Journal of Physical Chemistry B, Vol.107, No.31, 7607-7617, 2003
Local electric field and scattering cross section of Ag nanoparticles under surface plasmon resonance by finite difference time domain method
Local electric field and scattering cross section on Ag nanoparticles were evaluated by the FDTD (finite difference time domain) method with respect to single-molecule sensitivity (SMS) in SERS (surface-enhanced Raman scattering). As a result, (1) vast enhancement of >300-fold (in amplitude enhancement) in the SMS level was obtained at a junction between two connecting Ag particles with various shapes and sizes in addition to an edge of isolated triangular cylinders. Other sites of the connecting particles and of isolated circular and ellipsoidal cylinders gave only modest enhancement of ca. 20-30-fold. (2) The enormously large electric field at the junction rapidly decays with increasing gap sizes <1 nm, irrespective of particle size or shape. In contrast, the LSP (localized surface plasmon) extinction spectra from connecting particles gradually shift toward those from isolated particles with the gap. Thus, in addition to the dipole LSP excitation, nanostructures such as sharp edges, which yield higher order surface modes, are crucial for the vast enhancement.
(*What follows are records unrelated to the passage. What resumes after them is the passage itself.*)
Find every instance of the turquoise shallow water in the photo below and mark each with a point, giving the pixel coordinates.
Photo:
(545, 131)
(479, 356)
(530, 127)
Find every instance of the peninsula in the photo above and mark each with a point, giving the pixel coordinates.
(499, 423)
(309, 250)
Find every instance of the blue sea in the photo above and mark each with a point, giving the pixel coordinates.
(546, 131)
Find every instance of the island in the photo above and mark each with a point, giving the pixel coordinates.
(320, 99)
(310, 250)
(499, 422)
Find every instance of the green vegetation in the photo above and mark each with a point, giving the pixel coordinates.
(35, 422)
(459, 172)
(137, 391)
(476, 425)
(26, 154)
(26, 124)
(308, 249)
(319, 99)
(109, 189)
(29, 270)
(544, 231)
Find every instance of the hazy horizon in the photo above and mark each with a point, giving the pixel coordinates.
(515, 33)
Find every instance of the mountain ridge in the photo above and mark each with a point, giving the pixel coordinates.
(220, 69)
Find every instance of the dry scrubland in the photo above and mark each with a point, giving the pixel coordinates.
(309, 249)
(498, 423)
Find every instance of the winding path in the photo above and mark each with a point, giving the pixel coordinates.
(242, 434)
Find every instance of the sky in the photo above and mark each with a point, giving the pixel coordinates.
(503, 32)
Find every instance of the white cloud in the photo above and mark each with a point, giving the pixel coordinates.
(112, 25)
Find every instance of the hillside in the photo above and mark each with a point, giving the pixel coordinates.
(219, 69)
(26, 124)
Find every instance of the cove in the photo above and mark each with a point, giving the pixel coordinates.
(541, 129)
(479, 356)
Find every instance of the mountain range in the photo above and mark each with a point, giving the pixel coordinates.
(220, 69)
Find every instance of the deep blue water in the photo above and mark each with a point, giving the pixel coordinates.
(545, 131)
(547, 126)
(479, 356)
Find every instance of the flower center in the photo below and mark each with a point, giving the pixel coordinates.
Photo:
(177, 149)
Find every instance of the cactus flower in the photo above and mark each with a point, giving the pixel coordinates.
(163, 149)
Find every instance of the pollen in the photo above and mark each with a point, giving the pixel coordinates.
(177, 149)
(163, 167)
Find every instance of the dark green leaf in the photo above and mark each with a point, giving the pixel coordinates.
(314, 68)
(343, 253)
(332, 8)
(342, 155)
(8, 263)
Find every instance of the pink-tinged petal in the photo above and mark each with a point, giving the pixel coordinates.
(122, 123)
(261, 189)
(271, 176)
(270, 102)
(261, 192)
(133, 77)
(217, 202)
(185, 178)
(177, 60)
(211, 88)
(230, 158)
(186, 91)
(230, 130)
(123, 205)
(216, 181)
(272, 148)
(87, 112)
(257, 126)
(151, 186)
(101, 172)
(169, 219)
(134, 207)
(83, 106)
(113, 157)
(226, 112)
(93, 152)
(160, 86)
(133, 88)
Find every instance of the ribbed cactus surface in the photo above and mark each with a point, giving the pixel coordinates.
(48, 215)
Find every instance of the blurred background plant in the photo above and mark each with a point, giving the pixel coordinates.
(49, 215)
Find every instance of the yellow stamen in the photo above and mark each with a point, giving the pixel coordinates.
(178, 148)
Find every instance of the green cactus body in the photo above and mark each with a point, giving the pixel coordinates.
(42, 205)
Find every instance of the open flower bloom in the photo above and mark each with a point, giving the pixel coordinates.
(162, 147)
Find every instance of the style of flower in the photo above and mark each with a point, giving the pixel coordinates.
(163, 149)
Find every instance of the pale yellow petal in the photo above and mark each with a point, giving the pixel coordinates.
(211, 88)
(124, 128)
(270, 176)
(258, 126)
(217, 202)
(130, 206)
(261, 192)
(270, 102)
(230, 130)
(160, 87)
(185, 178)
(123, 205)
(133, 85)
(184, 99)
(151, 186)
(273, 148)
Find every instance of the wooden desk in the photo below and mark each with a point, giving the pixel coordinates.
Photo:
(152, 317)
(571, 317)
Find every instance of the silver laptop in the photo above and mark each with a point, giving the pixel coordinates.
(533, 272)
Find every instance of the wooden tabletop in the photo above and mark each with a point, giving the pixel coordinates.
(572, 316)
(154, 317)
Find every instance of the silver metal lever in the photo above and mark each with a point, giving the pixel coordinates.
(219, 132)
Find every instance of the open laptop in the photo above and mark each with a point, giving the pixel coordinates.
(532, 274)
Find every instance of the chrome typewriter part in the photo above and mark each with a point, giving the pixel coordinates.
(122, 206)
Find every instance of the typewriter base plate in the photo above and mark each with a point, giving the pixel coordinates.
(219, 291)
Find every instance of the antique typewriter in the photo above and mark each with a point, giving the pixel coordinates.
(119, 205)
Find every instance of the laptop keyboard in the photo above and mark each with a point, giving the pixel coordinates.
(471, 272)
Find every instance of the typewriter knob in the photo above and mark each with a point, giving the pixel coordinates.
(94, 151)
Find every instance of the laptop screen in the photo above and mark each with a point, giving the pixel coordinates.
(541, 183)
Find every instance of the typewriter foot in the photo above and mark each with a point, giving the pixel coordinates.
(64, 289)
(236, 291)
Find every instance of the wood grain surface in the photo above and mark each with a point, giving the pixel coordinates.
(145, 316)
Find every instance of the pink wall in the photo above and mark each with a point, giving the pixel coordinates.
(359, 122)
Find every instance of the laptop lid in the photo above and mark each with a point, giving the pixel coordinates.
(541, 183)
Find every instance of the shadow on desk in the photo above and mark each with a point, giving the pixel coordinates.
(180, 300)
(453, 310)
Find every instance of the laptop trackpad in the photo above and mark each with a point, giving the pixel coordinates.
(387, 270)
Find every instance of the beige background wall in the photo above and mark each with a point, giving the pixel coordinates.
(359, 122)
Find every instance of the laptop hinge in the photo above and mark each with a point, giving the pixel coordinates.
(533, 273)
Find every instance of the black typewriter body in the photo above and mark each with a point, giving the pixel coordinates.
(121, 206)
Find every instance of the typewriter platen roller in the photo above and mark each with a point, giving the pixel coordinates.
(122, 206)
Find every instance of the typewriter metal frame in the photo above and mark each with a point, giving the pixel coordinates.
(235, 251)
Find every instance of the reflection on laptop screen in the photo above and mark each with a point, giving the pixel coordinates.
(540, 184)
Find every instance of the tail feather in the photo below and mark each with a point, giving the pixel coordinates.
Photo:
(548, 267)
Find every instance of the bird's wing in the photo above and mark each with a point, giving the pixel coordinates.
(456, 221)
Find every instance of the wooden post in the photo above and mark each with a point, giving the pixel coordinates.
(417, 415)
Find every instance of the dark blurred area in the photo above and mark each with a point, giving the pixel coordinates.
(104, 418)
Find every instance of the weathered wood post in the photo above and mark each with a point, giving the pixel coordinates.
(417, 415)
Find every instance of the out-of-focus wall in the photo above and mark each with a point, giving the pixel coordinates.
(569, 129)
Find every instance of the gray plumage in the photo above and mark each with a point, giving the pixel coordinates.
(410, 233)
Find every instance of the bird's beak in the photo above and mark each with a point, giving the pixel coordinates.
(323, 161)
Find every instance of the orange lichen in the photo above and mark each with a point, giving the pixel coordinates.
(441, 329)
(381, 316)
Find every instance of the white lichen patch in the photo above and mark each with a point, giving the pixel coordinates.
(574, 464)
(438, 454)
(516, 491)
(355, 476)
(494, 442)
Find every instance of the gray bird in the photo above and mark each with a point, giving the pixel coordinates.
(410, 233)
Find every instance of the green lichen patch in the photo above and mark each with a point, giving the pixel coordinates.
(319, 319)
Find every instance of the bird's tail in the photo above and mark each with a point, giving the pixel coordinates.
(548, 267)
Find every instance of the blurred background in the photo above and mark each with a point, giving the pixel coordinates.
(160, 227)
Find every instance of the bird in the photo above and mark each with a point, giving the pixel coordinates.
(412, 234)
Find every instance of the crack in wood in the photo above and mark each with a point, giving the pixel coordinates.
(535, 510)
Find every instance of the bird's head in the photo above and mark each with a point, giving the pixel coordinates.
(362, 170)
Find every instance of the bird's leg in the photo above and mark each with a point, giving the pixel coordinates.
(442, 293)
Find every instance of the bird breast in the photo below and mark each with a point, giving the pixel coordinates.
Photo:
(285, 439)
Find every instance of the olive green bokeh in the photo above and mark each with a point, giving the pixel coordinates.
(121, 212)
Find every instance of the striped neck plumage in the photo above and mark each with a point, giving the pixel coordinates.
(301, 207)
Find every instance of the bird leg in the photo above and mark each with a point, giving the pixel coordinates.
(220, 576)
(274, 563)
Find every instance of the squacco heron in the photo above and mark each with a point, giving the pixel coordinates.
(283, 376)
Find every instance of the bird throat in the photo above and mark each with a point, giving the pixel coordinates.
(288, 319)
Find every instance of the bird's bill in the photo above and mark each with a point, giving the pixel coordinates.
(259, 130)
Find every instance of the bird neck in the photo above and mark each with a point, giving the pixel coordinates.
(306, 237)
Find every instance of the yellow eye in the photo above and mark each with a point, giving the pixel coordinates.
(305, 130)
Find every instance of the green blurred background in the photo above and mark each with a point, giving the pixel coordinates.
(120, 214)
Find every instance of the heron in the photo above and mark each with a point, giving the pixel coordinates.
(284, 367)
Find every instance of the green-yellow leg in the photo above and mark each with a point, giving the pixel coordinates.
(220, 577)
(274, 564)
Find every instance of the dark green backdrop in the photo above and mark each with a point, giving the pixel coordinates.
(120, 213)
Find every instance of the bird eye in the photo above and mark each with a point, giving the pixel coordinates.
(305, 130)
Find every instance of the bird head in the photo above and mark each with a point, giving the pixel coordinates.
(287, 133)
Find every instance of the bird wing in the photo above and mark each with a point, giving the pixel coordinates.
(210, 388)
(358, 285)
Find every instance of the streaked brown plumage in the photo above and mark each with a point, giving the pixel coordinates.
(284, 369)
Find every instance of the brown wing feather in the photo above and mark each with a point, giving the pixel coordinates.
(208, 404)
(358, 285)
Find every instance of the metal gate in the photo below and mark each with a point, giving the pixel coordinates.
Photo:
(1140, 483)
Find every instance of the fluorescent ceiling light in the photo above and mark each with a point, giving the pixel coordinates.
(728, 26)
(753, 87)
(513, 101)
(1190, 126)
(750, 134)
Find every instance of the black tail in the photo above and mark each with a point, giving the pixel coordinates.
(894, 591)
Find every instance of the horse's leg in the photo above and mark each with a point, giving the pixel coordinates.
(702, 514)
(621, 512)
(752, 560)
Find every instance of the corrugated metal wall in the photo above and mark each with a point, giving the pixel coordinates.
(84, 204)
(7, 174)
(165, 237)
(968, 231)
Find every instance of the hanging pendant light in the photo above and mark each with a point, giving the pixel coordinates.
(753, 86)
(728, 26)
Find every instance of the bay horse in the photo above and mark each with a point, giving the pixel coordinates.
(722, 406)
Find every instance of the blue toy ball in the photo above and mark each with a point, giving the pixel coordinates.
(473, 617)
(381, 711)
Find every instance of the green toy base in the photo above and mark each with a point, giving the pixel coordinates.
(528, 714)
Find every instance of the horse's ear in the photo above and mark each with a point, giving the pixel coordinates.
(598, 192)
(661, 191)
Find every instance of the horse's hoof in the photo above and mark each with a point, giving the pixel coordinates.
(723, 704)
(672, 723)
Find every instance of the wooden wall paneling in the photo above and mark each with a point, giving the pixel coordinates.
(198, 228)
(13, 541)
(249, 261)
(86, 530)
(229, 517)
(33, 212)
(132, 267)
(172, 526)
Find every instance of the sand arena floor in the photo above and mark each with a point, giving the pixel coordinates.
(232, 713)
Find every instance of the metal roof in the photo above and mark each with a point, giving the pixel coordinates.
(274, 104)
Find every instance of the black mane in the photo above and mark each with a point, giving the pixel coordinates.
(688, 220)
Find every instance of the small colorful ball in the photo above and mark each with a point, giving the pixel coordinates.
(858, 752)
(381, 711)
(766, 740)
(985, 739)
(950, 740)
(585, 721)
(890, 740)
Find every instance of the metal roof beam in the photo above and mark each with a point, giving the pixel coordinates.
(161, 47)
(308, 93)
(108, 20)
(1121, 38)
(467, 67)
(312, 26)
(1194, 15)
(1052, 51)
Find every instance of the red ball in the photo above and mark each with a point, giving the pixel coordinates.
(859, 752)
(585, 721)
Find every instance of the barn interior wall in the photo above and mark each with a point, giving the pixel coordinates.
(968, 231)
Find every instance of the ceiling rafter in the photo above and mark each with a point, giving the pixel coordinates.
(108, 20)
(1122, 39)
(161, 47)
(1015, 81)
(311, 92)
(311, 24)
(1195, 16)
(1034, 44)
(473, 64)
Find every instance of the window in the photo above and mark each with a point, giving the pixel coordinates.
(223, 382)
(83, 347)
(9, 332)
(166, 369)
Two-dimensional ordered structures do not yield any additional enhancement concerning SMS-SERS. (3) A red shift of the LSP extinction peak with decreasing height of Ag particles was reproduced only by use of three-dimensional simulation, while broadening and larger extinction at longer wavelength are given by two-dimensional calculation. (4) Blinking of SERS signal observed for dye and DNA base is most probably due to thermal diffusion of adsorbates between the junction with vast enhancement and ordinary sites with modest enhancement, which was supported by the numerical simulation and also experimentally evidenced by suppression of the phenomena at low temperature.